Vasbert Drakes

Personal information
- Full name: Vasbert Conniel Drakes
- Born: 5 August 1969 (age 57) Springhead, Saint Andrew, Barbados
- Batting: Right-handed
- Bowling: Right-arm fast
- Role: All rounder
- Relations: Dominic Drakes (son)

International information
- National side: West Indies (1995–2004);
- Test debut (cap 246): 8 December 2002 v Bangladesh
- Last Test: 16 January 2004 v South Africa
- ODI debut (cap 72): 8 March 1995 v Australia
- Last ODI: 25 January 2004 v South Africa

Domestic team information
- 1991–2004: Barbados
- 1996–1997: Sussex
- 1996–2003: Border
- 1999: Nottinghamshire
- 2001: Warwickshire
- 2003: Leicestershire

Career statistics
| Competition | Test | ODI | FC | LA |
| Matches | 12 | 34 | 164 | 217 |
| Runs scored | 386 | 94 | 4,774 | 1,787 |
| Batting average | 21.44 | 7.83 | 21.12 | 15.40 |
| 100s/50s | 0/1 | 0/0 | 4/17 | 1/1 |
| Top score | 67 | 25 | 180* | 104 |
| Balls bowled | 2,617 | 1,640 | 31,528 | 10,447 |
| Wickets | 33 | 51 | 614 | 279 |
| Bowling average | 41.27 | 25.35 | 26.16 | 26.10 |
| 5 wickets in innings | 1 | 2 | 28 | 4 |
| 10 wickets in match | 0 | 0 | 3 | 0 |
| Best bowling | 5/93 | 5/33 | 8/59 | 5/19 |
| Catches/stumpings | 2/– | 5/– | 53/– | 36/– |
- Source: Cricket Archive, 21 September 2017

= Vasbert Drakes =

West Indian cricketer

Vasbert Conniel Drakes (born 5 August 1969) is a former West Indian cricketer, who played Tests and ODIs. He was a right-arm fast bowler and handy right-hand lower order batsman.
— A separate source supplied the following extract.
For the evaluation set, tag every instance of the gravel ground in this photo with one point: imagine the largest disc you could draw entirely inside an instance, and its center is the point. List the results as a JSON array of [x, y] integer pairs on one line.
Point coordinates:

Drakes featured for Sussex, Nottinghamshire, Warwickshire, Leicestershire and Border in his cricketing career. He also coached the UAE, Barbados and the West Indies women's cricket team. Drakes led the West Indies women's cricket team to their first major title by winning the 2016 ICC Women's World Twenty20 in India.

==International career==
Drakes made his international debut in 1994–95, when he played 5 ODI games against Australia cricket team, followed by a tour of England. He did not return to the side until the age of 33, when in September 2002 he was named in the West Indies cricket team' squad for the 2002 ICC Champions Trophy.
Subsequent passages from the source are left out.